The Definitive Guide To JOINs On MongoDB
The Obvious: NoSQL has been around a while. Same with MongoDB. If you’re not using it now, you’re probably going to bump into it soon.
The Reality: Developers pushed a lot of businesses down the path of using MongoDB because the benefits were innumerable. And there’s no going back.
The Ghastly! Truth: The “business” side of the house kinda got the short end of the stick. In plain English: they got screwed. In “Relational Land” they — analysts, BI folks — enjoyed many a robust toolset/software solution for analytics. They could do robust analysis on loads of data in a single click — all without intervention from “IT”. In “Non-relational Land”? No such luck. Basically “switching over to MongoDB” meant starting building BI from scratch.
The Denouement: This guide lays out the facts and the options for querying MongoDB. It’s bleak up front but gets way better as you think outside the box. Stick with it because it’s awesome.
The ABCs of JOINs
We’re not gonna bore you, but let’s lay out the basics. JOINs are at the center of data analysis. They’re the workhorse of analytics. And there are only a few types of them.
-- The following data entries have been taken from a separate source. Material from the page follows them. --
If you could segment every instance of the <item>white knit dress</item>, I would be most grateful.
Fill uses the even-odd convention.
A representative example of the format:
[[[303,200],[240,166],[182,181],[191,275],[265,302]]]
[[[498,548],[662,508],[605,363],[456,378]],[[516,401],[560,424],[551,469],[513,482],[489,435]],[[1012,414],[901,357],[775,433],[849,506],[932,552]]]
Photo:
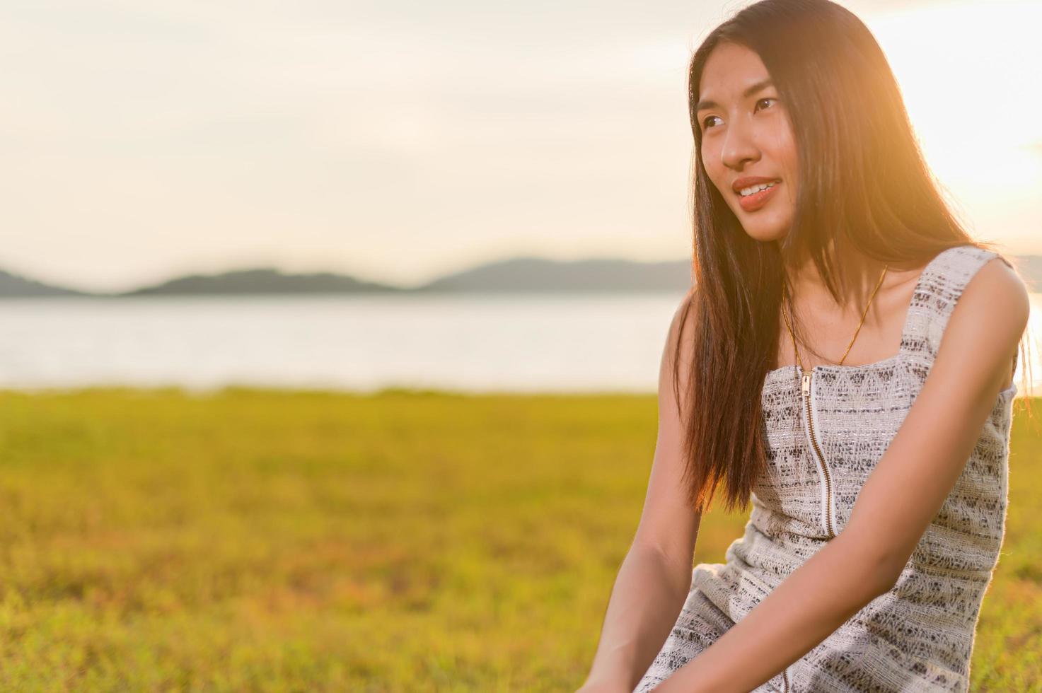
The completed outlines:
[[[679,618],[635,693],[712,645],[789,574],[839,535],[896,435],[973,275],[1001,255],[975,246],[938,253],[920,275],[897,354],[862,366],[816,366],[804,395],[799,368],[767,373],[766,472],[744,536],[725,564],[699,564]],[[1008,263],[1009,264],[1009,263]],[[756,693],[956,691],[969,688],[981,602],[1006,525],[1012,402],[1000,392],[962,475],[896,585]]]

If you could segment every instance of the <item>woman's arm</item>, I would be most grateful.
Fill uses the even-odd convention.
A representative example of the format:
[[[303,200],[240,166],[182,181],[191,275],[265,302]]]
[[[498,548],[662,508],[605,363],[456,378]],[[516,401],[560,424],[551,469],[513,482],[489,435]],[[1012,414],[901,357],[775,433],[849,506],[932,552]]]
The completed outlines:
[[[666,642],[691,589],[701,517],[690,508],[681,482],[684,424],[672,381],[674,350],[683,340],[683,396],[690,377],[693,325],[689,312],[681,329],[683,307],[681,303],[673,316],[663,349],[659,436],[644,510],[612,589],[597,653],[581,691],[632,691]]]
[[[981,268],[846,528],[655,691],[752,690],[896,584],[1010,378],[1028,313],[1026,289],[1013,270],[995,261]]]

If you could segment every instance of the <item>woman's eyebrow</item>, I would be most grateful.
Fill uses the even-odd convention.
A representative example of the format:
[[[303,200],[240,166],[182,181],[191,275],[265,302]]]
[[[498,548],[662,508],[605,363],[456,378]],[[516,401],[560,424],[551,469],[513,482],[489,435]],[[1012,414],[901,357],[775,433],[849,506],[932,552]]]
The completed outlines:
[[[768,86],[773,86],[773,82],[771,82],[770,77],[768,77],[767,79],[761,79],[760,81],[749,85],[744,92],[742,92],[742,97],[748,98],[753,94],[755,94],[756,92],[759,92],[760,90],[767,89]],[[719,108],[719,107],[720,104],[717,103],[716,101],[702,99],[701,101],[698,102],[698,105],[695,106],[695,113],[698,113],[699,110],[704,110],[705,108]]]

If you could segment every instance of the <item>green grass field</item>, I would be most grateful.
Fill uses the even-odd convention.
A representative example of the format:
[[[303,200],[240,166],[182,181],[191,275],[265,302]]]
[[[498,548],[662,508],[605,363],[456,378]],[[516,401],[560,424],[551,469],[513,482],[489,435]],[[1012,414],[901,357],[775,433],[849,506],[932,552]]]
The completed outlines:
[[[5,691],[574,690],[656,426],[653,396],[2,402]],[[1015,422],[974,691],[1042,689],[1037,419]],[[709,513],[696,562],[744,522]]]

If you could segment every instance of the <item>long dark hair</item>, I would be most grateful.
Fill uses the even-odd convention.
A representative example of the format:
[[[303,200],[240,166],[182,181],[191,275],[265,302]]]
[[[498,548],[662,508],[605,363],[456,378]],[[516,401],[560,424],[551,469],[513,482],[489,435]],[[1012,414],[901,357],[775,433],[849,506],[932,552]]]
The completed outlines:
[[[744,232],[702,166],[695,105],[705,60],[722,42],[760,56],[793,128],[798,199],[792,227],[777,242]],[[763,0],[745,7],[695,51],[688,92],[694,261],[679,324],[694,311],[693,366],[681,397],[677,340],[673,388],[687,422],[689,499],[703,510],[722,481],[731,511],[744,509],[766,465],[761,393],[778,356],[785,268],[813,258],[839,301],[844,277],[829,240],[836,254],[855,249],[895,269],[922,267],[952,246],[994,250],[996,244],[971,239],[949,211],[883,50],[861,20],[834,2]]]

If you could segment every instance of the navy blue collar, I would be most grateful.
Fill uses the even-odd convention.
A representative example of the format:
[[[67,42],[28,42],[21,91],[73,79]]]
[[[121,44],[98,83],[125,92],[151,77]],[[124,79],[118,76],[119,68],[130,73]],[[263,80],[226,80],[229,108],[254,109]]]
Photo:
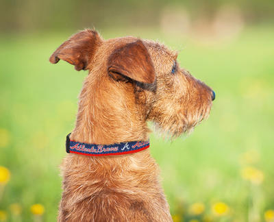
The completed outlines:
[[[109,145],[89,144],[71,140],[66,136],[66,151],[67,153],[86,156],[110,156],[136,153],[149,147],[149,141],[134,141],[115,143]]]

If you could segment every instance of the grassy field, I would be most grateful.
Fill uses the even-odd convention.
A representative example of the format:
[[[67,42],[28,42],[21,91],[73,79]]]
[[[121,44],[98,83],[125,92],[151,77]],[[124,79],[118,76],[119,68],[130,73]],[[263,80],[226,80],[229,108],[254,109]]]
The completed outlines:
[[[164,141],[152,134],[151,152],[175,221],[270,221],[274,210],[274,29],[244,30],[229,40],[206,42],[157,30],[103,30],[132,34],[182,49],[182,66],[216,93],[210,118],[190,135]],[[0,221],[32,221],[45,207],[54,221],[61,195],[58,165],[73,128],[77,97],[87,72],[49,62],[70,35],[47,33],[0,38]],[[1,173],[1,172],[0,172]],[[0,175],[1,178],[1,175]],[[16,211],[10,206],[18,203]],[[2,216],[1,216],[2,215]],[[273,215],[274,219],[274,215]],[[196,221],[195,221],[196,220]]]

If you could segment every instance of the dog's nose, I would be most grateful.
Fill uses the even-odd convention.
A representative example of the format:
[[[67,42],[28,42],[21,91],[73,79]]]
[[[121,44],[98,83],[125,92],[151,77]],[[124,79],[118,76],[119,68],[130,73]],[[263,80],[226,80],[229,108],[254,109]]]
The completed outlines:
[[[212,101],[215,99],[215,92],[213,90],[211,90],[211,99]]]

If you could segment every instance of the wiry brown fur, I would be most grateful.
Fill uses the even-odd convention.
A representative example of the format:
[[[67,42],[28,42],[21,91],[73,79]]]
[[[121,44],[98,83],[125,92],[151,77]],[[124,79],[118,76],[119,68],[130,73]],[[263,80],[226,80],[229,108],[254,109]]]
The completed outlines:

They are: Cross, Inner and Outer. Outer comes in a few forms: Left, Right and Full.
When made available to a pro analyst, JOINs are like… it’s like combining a scalpel and a microscope into one tool. JOINs simply make it easy to get the right subset of data in front of your eyes.
Out of the Box: JOINs On MongoDB
You might be excited to know that you can do all JOIN types on MongoDB. YES!
But practically speaking only LEFT OUTER JOINs work. NO!
Option A: Oh Yes! Wait! What the…
MongoDB built pretty good infrastructure for doing native queries — it’s called the Aggregation Framework. But due to certain limitations of that framework you can only do a LEFT OUTER JOIN.
Is that a half-finished job? That’s the nice way of putting it. But it’s more a limitation of the underlying technology than unfinished word. The need is certainly there.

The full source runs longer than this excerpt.